The Bristol and South Wales Union Railway was built to connect Bristol, England, with south Wales. The route involved a ferry crossing of the River Severn but was considerably shorter than the alternative route through Gloucester. The ferry was replaced by the Severn Tunnel in 1886 but part of the route continues to be used, forming parts of the Cross-Country Route and the South Wales Main Line.
Bristol & South Wales
A "Bristol and South Wales Junction Railway" was authorised by Act of Parliament in 1846. Isambard Kingdom Brunel surveyed a route across the Severn and the ferry at New Passage was purchased, but the line failed to raise enough money so was not built. The "Bristol, South Wales and Southampton Union Railway" proposed in 1854 to carry a line through the centre of Bristol and along the Avon Gorge to New Passage, where a train ferry would cross the water. This became the "Bristol and South Wales Union Railway" (B&SWUR) which received its Act on 27 July 1857 but using a route to the east and north of Bristol. Brunel died in 1859 and the works were completed by Robert Pearson Brereton.
Construction started in 1858 and the single-track 7 ft (2,134 mm) broad gauge line opened from South Wales Junction, half a mile east of Temple Meads, as far as the landward end of New Passage Pier on 8 September 1863, a distance of 11 miles (18 km). The distance by rail between Bristol and Cardiff was reduced from 94 miles (151 km) to 38 miles (61 km). Stations were opened at Lawrence Hill, Stapleton Road, Filton, Patchway, Pilning and New Passage. The short section on the opposite side of the Severn officially opened on 1 January 1864. On 13 August 1864 Ashley Hill station was opened between Stapleton Road and Filton.
Under GWR ownership, the Portskewett branch was converted to 4 ft 8+1⁄2 in (1,435 mm) standard gauge on 13 May 1872 along with all the other broad gauge lines on that side of the river. The Bristol section was closed for one day on 8 August 1873 and reopened the following day as a standard gauge line.
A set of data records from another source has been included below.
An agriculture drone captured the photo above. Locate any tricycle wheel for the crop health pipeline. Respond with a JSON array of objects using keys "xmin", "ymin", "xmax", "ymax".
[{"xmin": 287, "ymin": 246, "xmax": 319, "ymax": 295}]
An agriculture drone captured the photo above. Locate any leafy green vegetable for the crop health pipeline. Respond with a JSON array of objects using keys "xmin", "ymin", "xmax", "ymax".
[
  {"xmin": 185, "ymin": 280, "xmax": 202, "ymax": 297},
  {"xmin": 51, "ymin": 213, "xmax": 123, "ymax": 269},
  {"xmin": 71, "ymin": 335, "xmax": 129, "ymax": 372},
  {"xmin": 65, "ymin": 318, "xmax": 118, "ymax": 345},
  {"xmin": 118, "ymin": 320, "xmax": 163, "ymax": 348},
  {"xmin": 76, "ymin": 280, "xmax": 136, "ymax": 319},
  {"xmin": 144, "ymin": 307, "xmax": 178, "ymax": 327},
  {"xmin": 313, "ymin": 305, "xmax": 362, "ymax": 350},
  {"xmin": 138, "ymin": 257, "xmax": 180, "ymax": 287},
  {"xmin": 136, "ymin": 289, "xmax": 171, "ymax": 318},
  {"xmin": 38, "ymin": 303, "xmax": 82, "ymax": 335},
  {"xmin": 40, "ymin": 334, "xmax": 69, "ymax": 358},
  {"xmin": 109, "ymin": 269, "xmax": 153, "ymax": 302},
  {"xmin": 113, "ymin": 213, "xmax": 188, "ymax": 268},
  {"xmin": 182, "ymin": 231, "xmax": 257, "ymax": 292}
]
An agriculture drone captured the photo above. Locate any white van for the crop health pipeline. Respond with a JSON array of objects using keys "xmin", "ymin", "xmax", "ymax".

On 1 October 1874 a junction was put in at Narroways Hill, just north of Stapleton Road railway station, to connect the GWR with the Clifton Extension Railway, a joint venture with the Midland Railway to serve the affluent Clifton district. The line from Temple Meads to Narroways Hill Junction was doubled at the same time.
Work had started on the Severn Tunnel a little way downstream from New Passage in 1872 and sidings were laid at both Portskewett and New Passage in connection with sinking shafts to the tunnel workings. On 29 May 1886 a curve was opened near South Wales Junction (between Dr Day's Junction and North Somerset Junction) to allow trains to run directly from London to the new Tunnel. The line between Narroways Hill Junction and Patchway was also doubled to carry the heavier traffic. Just short of Pilning railway station the new route diverged to south and a new station was built. The ferry and Pilning-New Passage line ceased operation after 30 November 1886 and the tunnel opened for passenger trains the following day, although goods trains had already been using the new route. A new 1,440 yards (1,320 m) single track tunnel alongside the old tunnel at Almondsbury carried the Up line on a more gentle gradient from 1887. The increased traffic caused the line from Dr Day's Junction to Narroways Hill Junction to be widened to four tracks in 1891.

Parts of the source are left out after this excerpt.